More wide-ranging than Boys State, the governor race not the only thing going. Conservative girl Emily is the star (has she mentioned she’s conservative?), decisively losing the governor race then quickly putting together an article about the differences in funding, prestige, and programming between Girls and Boys State, and winning a scholarship. Complaints in the air that the boys have triple the budget, participation from elected officials, and more discussion of real issues. Nisha doesn’t get a supreme court seat, so becomes the judge of a lower court that sends a case on forced pre-abortion counseling to the supreme, where Tochi is the DA arguing the state’s opinion while believing the opposite. It’s all super slick and heartwarming – they had so many cameras running. Production company Concordia worked on some of the big T/F titles: Time, Bisbee 17, Bloody Nose. We stayed for the Q&A, with three Missouri-based subjects in attendance. Rae Fitzgerald played too softly for a noisy noontime crowd, even with her rhythm section.

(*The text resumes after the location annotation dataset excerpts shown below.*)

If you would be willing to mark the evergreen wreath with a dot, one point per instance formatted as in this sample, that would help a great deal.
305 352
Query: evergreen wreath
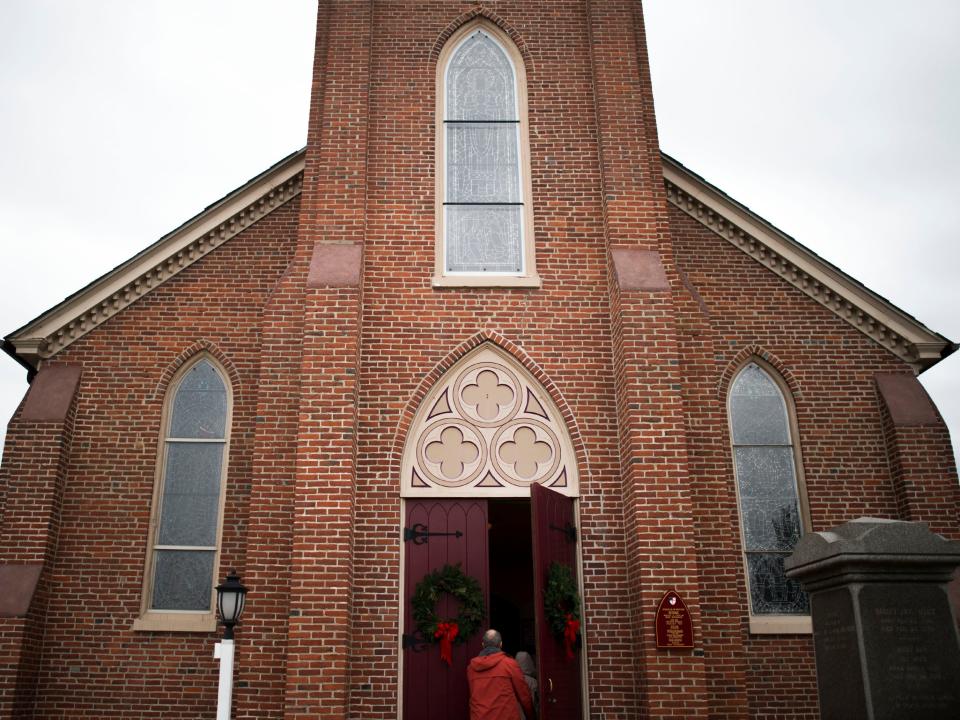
448 580
561 603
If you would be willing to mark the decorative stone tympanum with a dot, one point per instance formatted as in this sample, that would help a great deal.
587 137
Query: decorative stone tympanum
885 638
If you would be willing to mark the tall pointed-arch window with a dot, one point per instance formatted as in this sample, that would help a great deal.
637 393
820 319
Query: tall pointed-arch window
484 217
188 503
766 464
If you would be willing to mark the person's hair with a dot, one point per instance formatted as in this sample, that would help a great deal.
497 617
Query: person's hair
492 638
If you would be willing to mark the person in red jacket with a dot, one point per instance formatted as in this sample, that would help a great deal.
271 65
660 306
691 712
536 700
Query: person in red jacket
497 687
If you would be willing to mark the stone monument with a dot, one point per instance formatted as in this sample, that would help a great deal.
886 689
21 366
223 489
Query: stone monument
886 641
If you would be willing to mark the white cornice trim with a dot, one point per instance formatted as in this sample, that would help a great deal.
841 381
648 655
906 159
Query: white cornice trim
869 313
105 297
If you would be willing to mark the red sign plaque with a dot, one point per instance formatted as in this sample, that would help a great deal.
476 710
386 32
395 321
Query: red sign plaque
674 627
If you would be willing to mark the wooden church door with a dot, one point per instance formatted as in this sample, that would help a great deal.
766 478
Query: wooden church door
554 540
433 690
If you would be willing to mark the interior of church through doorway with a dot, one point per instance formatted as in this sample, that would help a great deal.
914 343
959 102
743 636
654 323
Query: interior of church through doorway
511 575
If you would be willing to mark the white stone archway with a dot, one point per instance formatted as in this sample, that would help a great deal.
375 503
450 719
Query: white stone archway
487 428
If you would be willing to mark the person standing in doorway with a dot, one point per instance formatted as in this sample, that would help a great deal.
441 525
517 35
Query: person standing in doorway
497 688
528 667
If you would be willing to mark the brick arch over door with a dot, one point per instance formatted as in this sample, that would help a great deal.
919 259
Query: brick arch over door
487 427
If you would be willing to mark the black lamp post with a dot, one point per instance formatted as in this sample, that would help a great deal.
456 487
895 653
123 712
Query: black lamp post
230 599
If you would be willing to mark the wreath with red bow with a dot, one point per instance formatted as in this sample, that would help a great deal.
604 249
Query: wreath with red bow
448 580
561 602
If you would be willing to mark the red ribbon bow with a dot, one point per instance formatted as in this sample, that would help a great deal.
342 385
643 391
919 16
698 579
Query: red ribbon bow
447 632
570 633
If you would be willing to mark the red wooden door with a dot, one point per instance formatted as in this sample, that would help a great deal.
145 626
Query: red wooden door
554 540
432 690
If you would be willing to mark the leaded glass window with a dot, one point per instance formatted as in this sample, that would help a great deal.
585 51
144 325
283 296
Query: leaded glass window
483 197
187 529
766 473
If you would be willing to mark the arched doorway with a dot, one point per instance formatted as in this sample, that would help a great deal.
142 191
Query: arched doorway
489 481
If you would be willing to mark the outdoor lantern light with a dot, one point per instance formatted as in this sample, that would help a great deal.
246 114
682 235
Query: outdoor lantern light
230 599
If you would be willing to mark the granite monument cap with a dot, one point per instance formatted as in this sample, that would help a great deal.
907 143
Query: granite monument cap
874 549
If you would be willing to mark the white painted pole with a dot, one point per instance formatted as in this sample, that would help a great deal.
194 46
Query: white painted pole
224 651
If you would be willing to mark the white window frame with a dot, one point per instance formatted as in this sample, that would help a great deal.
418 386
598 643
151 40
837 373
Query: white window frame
771 624
183 620
528 276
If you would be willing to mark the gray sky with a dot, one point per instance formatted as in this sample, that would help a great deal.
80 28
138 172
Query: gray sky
836 121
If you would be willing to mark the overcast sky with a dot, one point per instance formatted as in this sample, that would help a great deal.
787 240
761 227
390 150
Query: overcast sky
839 122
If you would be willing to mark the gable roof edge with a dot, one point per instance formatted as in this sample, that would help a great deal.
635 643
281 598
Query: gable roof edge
871 314
103 298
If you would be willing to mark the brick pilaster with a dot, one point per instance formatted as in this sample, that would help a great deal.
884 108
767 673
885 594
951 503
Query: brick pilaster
332 230
657 503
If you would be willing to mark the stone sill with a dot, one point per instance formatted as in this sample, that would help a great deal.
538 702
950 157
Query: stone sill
486 281
175 622
781 625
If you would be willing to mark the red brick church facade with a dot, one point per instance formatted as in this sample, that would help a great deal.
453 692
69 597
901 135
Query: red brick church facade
343 341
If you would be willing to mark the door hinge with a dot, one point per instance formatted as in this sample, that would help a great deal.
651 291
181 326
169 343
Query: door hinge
569 530
413 641
420 532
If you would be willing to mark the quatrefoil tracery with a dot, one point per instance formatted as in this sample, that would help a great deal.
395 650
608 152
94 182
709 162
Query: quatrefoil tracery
488 428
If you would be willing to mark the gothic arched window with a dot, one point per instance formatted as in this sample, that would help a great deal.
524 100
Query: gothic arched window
188 502
766 467
484 219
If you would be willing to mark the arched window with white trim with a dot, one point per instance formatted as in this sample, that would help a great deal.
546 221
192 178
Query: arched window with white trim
188 501
484 219
766 465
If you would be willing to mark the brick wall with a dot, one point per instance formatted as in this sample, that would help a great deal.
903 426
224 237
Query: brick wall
94 665
327 368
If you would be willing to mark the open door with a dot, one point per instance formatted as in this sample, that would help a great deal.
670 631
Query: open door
554 540
433 690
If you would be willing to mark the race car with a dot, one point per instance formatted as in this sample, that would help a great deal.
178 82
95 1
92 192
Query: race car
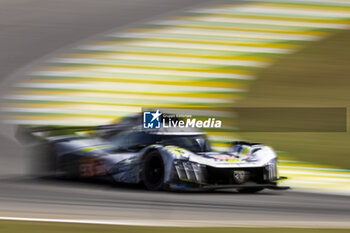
160 159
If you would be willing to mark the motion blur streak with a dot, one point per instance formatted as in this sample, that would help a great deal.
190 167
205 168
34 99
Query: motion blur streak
203 59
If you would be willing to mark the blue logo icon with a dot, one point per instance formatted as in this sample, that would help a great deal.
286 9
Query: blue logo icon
152 120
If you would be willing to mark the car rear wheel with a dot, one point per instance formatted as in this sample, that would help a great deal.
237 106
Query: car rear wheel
250 190
153 171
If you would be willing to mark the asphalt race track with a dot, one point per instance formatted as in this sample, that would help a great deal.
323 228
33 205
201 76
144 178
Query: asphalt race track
45 198
32 29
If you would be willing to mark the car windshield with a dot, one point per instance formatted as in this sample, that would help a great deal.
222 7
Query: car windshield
138 140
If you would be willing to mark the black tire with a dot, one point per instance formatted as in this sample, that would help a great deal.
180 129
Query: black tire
153 171
249 190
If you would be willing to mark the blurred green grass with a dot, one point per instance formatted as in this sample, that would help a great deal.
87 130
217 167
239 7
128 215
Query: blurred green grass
316 76
37 227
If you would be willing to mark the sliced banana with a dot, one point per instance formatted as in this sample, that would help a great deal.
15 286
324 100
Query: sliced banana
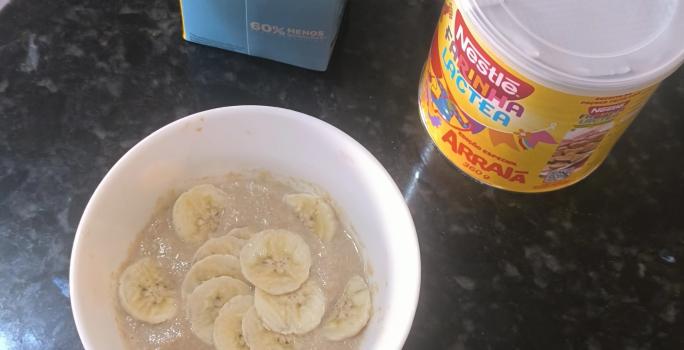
316 214
208 268
298 312
223 245
207 299
259 338
277 261
197 212
228 324
351 312
145 294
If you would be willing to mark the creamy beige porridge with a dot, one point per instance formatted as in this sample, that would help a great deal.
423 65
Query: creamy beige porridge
244 262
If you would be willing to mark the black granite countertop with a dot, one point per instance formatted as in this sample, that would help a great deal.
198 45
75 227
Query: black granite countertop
599 265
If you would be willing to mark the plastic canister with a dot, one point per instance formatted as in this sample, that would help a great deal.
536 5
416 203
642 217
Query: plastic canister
531 95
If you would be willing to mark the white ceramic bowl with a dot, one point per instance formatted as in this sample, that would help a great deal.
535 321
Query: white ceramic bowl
218 141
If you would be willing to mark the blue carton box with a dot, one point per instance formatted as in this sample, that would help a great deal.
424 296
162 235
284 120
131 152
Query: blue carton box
297 32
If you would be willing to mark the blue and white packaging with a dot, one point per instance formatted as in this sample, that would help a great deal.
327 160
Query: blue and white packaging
297 32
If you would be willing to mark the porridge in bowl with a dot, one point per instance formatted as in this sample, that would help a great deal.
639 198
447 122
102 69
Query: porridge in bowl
244 262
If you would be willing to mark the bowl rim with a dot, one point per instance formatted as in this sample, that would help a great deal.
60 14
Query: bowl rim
77 309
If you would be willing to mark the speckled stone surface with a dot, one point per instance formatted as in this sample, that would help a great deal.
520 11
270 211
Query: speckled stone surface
599 265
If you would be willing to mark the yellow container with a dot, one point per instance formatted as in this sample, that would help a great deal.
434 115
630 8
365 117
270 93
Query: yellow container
531 96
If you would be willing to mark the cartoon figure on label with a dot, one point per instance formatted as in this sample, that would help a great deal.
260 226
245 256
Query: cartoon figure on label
445 107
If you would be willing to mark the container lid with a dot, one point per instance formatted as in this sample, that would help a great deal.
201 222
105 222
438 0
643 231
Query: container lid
592 46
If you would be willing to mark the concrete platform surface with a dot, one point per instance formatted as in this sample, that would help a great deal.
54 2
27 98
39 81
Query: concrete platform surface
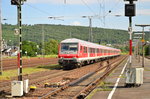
108 90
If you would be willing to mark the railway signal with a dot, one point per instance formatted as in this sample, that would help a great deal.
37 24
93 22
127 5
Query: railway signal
130 12
18 3
143 41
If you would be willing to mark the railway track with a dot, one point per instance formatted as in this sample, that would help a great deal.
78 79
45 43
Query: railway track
84 85
9 64
54 76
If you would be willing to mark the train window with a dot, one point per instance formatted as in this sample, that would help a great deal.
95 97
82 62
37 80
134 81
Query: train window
69 48
85 49
90 50
80 48
97 50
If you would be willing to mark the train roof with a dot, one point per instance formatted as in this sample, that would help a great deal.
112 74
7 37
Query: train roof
86 43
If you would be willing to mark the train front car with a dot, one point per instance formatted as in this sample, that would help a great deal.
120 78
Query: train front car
68 53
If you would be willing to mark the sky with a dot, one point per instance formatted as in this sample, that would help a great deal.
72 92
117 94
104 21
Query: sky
70 12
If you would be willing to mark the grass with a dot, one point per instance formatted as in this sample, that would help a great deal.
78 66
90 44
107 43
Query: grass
7 75
102 87
51 67
24 57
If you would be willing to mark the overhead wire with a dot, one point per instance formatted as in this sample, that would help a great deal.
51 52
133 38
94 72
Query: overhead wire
42 11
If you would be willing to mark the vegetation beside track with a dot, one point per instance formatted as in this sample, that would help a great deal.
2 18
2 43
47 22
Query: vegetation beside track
7 75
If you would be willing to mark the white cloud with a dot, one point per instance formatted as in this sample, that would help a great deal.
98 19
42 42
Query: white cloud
143 12
67 1
76 1
76 23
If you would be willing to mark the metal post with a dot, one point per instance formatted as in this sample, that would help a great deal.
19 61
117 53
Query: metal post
130 38
130 42
43 41
139 50
20 40
1 67
90 31
143 47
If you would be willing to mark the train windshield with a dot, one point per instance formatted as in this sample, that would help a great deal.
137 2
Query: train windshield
69 48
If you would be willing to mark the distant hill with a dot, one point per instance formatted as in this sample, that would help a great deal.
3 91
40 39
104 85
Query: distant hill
60 32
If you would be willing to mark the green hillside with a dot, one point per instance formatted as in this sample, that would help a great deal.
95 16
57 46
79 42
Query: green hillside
60 32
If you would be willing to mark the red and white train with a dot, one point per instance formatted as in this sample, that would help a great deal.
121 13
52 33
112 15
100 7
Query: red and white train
75 53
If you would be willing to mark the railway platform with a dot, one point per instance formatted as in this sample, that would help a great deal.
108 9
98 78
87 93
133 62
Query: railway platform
114 86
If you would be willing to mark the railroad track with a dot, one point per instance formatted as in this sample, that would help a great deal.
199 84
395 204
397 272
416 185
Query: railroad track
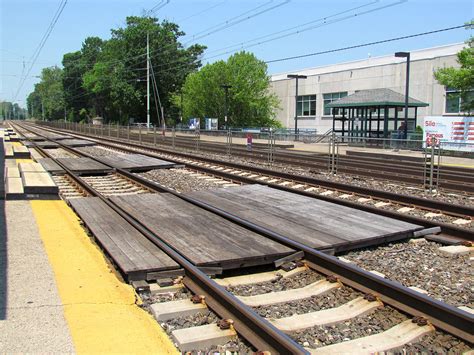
406 171
453 219
237 314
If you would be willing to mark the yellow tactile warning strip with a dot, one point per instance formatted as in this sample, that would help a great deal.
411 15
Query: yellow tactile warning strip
100 309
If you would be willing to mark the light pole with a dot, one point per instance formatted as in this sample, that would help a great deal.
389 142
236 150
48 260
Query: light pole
296 76
407 86
226 88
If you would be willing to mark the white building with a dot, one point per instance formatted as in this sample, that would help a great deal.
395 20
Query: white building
327 83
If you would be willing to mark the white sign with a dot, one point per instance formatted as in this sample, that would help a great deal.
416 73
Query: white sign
454 133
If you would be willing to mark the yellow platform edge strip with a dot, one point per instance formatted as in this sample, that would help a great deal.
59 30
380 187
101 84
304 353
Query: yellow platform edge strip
99 308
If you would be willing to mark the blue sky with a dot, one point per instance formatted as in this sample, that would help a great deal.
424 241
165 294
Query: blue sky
23 23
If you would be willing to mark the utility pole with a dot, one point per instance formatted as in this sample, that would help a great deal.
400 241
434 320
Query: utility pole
296 76
226 87
407 87
147 81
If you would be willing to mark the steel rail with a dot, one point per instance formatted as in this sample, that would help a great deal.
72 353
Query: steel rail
451 319
404 199
257 330
380 169
440 314
362 169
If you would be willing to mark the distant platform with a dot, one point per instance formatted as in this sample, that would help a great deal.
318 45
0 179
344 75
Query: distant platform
316 223
136 162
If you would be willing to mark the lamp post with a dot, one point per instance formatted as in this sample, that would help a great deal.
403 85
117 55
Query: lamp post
407 86
296 76
226 88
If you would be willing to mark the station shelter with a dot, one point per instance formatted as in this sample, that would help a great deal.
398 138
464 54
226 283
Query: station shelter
373 114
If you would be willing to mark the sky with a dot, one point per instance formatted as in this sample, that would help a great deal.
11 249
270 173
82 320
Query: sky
226 26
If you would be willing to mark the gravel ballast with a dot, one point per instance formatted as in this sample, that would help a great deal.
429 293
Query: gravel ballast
445 277
334 298
435 343
375 322
301 279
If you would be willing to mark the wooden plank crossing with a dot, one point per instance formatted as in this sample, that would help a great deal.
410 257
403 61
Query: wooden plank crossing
42 144
84 165
133 253
136 162
316 223
77 142
51 166
202 237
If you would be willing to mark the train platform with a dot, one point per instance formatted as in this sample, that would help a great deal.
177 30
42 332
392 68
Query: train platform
58 294
344 149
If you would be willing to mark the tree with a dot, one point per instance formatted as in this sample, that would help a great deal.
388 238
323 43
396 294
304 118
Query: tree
462 78
250 101
48 96
117 78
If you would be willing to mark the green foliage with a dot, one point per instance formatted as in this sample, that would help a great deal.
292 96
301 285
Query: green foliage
9 111
48 96
250 102
108 77
461 78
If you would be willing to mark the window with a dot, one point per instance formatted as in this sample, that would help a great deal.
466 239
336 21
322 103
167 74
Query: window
306 105
328 98
454 101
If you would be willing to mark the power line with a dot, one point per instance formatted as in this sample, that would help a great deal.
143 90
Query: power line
364 44
157 7
45 37
344 48
320 19
202 11
236 20
324 20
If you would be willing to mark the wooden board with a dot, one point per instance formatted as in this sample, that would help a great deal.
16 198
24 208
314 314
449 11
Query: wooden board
51 166
42 144
84 165
203 237
38 183
21 152
136 162
134 254
31 167
316 223
77 142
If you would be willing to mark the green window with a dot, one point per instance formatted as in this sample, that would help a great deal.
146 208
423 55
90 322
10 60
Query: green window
328 98
454 100
306 106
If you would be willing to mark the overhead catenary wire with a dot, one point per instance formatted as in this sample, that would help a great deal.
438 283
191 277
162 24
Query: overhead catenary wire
236 20
365 44
37 52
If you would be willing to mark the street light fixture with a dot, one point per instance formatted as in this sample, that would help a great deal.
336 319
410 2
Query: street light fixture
296 76
226 88
407 86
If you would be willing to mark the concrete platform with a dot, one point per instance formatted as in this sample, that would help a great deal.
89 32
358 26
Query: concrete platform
31 313
57 292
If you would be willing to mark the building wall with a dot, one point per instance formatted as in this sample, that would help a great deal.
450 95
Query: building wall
372 73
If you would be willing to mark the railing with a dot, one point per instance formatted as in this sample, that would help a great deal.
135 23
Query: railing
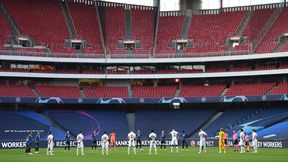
121 56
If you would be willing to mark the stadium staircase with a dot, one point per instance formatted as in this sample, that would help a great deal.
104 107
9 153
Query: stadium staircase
280 45
128 24
35 92
244 22
241 28
266 28
130 95
82 93
10 21
206 123
185 26
68 18
177 92
131 121
55 124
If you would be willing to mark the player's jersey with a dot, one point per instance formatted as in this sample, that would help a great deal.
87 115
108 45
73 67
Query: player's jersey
139 136
67 137
163 136
202 135
94 137
226 136
112 136
80 137
50 139
184 136
29 140
37 138
131 136
247 138
174 134
235 136
242 136
254 136
221 136
152 136
104 138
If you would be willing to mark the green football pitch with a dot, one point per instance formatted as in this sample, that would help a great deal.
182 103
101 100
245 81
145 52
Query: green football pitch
120 155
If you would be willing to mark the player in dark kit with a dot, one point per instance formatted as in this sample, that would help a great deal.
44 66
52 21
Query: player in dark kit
94 140
37 142
138 140
28 143
163 140
184 140
67 140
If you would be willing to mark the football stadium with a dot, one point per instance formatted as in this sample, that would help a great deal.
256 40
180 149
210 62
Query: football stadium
144 80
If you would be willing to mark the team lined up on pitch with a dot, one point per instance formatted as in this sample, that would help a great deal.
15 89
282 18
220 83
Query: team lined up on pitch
135 141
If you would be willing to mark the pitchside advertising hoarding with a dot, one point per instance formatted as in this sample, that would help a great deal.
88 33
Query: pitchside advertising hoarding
193 142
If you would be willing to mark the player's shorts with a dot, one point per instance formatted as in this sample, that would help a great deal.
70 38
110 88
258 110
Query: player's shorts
255 143
113 141
80 145
241 143
236 142
225 141
202 142
247 143
106 144
131 143
174 142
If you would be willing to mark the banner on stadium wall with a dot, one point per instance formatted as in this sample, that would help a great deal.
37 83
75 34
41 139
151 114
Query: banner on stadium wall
225 99
192 142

David Ehrlich in Indiewire:
The closer Girls State gets toward its climactic elections, the more it confronts the same patriarchal bias and performative empowerment that might have girl-bossed the life out of a lesser film (although this one still plays a particular Taylor Swift song over its end credits). And the more it confronts the role those phenomena manage to play on the university campus where the Boys and Girls State programs are being held at the same time for the first time in Missouri history (but still completely separate from one another in order to avoid sins of the flesh and whatnot), the more frighteningly it reflects a near-future — or now present — in which political agency is just something young women get to pretend they have if there’s room in the budget for a bit of make-believe.